Suspirando aliviado, fez um gesto de cabeça para os demais e, sorrindo, deixou o subsolo.

Por ter sido forjada do dente da Baleia Demoníaca, batizou a arma de Dente de Baleia — nome apropriado.

...

Na sala mais alta da mansão do senhor da cidade de Yueshu, no centro da Cidade Interior, uma figura trajando um manto prateado de canalizador — Yao Yang — sentava-se junto à ampla janela, examinando um pergaminho com o cenho cerrado.

— Mais um navio mercante vindo do continente desapareceu. Crocodilo Luo, se foi você, que vantagem pode tirar disso?

O arquipélago de Yuenan, distante do continente Douluo, prosperava graças, em grande parte, ao intenso comércio marítimo. Nos últimos três anos, porém, incidentes com navios multiplicaram-se.

Sem provas concretas, Yao Yang ainda assim identificara indícios suspeitos.

Do ponto de vista dos interesses, Crocodilo Luo não teria razão para tal; nada teria a ganhar e, ao contrário, prejudicaria seus próprios negócios.

A não ser que o benefício por trás dos ataques fosse tão grande que compensasse toda a perda.

Seus olhos semicerraram, cogitando essa hipótese, mas logo a rejeitou. Não fazia sentido lógico: seria mais vantajoso negociar honestamente do que voltar à pirataria.

Ocupando duas ilhas do arquipélago, Crocodilo Luo só teria a ganhar em manter bons tratos com os mercadores do continente — sem risco e com lucros maiores.

Nesse momento, uma batida suave soou à porta. Zhu Yao, vestida com um leve traje de seda prateada, aproximou-se com uma bandeja e uma chaleira de chá fumegante.

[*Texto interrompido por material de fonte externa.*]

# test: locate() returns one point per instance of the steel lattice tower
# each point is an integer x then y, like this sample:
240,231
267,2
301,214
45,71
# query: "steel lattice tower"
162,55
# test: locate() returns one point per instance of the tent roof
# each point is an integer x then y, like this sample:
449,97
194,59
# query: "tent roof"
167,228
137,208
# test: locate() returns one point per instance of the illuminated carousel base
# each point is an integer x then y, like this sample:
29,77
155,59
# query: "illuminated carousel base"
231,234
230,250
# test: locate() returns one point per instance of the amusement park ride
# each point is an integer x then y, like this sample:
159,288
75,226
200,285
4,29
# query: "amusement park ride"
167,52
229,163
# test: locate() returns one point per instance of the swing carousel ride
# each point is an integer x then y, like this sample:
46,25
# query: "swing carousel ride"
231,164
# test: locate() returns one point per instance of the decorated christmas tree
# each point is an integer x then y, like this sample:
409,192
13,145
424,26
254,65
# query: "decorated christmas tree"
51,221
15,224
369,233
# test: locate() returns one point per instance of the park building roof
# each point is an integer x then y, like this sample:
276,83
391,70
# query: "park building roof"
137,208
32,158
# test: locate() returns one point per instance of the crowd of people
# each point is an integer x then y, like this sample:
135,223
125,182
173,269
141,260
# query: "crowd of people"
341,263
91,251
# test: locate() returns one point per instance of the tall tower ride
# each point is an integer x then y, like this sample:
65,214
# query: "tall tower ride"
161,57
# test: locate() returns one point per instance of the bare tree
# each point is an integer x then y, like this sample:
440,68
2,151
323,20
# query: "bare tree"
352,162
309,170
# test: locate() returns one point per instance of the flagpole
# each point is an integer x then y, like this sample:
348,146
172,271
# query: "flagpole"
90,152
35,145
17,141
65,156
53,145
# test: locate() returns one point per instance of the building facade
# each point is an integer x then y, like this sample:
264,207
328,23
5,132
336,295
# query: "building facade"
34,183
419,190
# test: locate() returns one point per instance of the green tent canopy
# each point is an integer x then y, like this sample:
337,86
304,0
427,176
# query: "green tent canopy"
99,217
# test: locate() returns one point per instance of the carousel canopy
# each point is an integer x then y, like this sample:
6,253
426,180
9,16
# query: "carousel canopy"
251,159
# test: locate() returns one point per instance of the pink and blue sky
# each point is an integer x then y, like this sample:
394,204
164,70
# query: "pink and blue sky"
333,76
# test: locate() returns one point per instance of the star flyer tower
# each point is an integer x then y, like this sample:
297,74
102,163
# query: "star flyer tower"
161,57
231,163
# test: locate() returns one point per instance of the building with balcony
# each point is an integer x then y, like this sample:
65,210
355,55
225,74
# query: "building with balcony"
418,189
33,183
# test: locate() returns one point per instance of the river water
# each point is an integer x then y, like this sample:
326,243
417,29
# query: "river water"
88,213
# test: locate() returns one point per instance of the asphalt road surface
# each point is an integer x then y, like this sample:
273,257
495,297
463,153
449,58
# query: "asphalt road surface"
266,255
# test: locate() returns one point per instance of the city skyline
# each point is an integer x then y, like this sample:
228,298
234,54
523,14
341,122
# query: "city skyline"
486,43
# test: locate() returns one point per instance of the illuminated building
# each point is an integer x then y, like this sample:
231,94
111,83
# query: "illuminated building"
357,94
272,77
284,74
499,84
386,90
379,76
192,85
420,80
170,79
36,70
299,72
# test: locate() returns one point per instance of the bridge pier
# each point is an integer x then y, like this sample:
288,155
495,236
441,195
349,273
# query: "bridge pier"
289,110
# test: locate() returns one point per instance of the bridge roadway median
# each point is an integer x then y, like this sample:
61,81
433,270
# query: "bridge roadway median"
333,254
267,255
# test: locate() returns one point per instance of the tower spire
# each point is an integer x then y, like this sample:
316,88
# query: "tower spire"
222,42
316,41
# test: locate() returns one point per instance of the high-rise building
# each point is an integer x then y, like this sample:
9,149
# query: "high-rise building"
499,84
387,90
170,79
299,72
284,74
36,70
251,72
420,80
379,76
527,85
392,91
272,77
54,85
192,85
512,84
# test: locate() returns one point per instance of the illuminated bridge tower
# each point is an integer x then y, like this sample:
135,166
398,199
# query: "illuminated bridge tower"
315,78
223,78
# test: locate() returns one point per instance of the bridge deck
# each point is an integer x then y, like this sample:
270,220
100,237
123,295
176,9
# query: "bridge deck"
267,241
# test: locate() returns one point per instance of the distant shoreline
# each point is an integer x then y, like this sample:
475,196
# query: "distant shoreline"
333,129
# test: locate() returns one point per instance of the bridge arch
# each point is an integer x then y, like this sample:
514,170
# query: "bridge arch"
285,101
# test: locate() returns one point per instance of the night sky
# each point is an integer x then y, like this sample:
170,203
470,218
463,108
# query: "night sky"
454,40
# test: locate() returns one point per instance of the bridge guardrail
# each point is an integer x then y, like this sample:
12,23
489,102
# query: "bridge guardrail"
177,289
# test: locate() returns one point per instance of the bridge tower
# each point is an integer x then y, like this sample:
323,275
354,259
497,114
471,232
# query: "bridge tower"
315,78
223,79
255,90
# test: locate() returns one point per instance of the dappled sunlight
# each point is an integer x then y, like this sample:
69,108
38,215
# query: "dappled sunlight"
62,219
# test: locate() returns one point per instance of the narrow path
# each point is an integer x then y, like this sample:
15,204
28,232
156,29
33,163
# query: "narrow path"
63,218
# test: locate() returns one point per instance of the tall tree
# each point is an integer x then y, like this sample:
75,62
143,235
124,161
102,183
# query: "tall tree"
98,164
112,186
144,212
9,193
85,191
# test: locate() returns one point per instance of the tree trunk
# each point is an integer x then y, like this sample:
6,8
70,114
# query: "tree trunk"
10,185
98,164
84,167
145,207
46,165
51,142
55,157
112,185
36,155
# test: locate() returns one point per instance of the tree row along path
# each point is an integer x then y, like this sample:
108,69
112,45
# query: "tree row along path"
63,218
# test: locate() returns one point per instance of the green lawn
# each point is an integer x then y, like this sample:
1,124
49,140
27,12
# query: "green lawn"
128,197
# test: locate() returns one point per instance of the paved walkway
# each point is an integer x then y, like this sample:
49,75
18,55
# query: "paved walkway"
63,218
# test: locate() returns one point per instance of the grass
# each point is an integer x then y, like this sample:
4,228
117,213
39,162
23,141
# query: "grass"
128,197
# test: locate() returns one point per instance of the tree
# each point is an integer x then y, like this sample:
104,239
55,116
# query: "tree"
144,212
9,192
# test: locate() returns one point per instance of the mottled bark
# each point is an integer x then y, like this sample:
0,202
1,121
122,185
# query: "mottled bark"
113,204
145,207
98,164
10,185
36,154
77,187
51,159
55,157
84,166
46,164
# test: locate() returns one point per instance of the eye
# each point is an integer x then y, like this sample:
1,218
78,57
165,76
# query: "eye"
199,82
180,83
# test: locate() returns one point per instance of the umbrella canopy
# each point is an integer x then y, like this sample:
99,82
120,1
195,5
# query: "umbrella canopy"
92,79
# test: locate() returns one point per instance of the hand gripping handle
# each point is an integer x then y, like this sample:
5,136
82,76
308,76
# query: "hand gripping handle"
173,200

Serviu pessoalmente uma xícara e sugeriu, em voz baixa:

— Descanse um pouco.

— Sim — respondeu Yao Yang, o rosto suavizando-se. Sentindo o toque delicado de Zhu Yao em sua mão, levantou o olhar, encontrando seu semblante esperançoso, mas também levemente magoado.

Tocado, conteve-se e não respondeu.

— É por causa de Zihuang, não é? É o que minha intuição diz. Aquele primo também não deve ser quem diz ser, certo? — Zhu Yao sorriu levemente, sem aguardar resposta, continuando: — Não precisa me responder. Sei que há coisas que não pode contar.

Com expressão complexa, Yao Yang desviou o olhar, murmurando:

— Yao’er, certas coisas realmente não posso lhe revelar. Mas Zihuang, para mim, é como um irmão de sangue. Dê-me um tempo para pensar, por favor.

Ao ouvir essas palavras, Zhu Yao, de costas para Yao Yang, deixou escapar um sorriso astuto.

As intenções de Yao Yang estavam agora evidentes.

Sua tática de recuar para avançar estava, sem dúvida, funcionando.